I'm not a mindless follower of tradition, but you need a lot of proof to overturn it. I look around the league and I see these kinds of "energy" players utilized by coaches almost uniformly. I don't buy that so many professionals don't know what they're doing. Sports jobs have some of the least security of any professional position. You really think they're not aware of every angle to this stuff, analytics and otherwise? You think they are purposely lowering their chance of keeping their jobs by making sub-optimal roster choices? Again, we're not talking about one coach or one organization here, we're talking about the industry standard.
Hockey is a sport more hewed to tradition than any other. Look at how many sons of former professional players play in the league. Look at how many sons of players or coaches or GMs become coaches or GMs themselves. There's 3 current NHL GMs whose fathers are in the Hockey Hall of Fame as coaches or executives. What are the odds that their kids happened to be the best men for the job? Crazy, right?
The real risk that coaches run is not winning or losing games. It's doing something weird or out-of-the-ordinary. It's going against the immutable Hockey Code. If you go according to the Hockey Code, you eventually get fired - after all, GMs get fired constantly and their biggest trump card is firing a coach - but you will get hired somewhere else. If you get bad luck, you wash out of the league as a coach. If you get good luck and manage to win a Stanley Cup, you will have multiple NHL coaching jobs in your future almost regardless of the results.

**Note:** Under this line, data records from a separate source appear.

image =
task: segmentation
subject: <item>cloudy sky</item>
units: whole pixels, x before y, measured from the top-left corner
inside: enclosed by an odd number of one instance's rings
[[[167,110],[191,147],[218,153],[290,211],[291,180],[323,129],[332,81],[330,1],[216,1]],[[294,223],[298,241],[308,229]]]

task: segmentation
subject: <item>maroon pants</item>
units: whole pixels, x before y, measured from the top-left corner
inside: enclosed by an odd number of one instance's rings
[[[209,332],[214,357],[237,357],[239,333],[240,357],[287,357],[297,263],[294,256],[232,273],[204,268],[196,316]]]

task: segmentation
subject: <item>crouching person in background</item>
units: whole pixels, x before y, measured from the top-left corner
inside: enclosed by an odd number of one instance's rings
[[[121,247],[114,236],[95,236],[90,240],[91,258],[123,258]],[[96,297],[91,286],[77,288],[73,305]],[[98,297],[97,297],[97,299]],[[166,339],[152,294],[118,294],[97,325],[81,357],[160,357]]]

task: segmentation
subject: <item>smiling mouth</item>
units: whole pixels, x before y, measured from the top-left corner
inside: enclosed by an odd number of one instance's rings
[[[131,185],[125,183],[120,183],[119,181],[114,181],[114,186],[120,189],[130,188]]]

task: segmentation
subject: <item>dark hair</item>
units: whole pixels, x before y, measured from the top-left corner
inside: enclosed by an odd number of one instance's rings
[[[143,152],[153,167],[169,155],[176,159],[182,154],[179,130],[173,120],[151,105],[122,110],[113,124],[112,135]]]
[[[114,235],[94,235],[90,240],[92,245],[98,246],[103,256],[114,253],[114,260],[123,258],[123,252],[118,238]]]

I'm not even saying this is a conscious thing, and there are good and bad coaches, but I don't think the difference between them is generally that big - part of that is an unwillingness to experiment. Everyone's just doing 31 variations on the same thing.
Shero made the right statement to the media according to the Hockey Code after the season. His team sucked, so he said the team had to get tougher. That's what almost everyone says. The problem isn't skill, it's toughness. Blackhawks lose? Toughness. Gotta get tougher.
As to Miles Wood in particular, this whole argument is likely moot. His possession numbers showed steady improvement throughout the year. I expect that to continue throughout his development as a player.
No they didn't. Corsica is gone so it's harder to test this, but he started bad and ended bad. The major change was that DSP got hurt for the year so he no longer had to play with him, but his results without DSP didn't really change.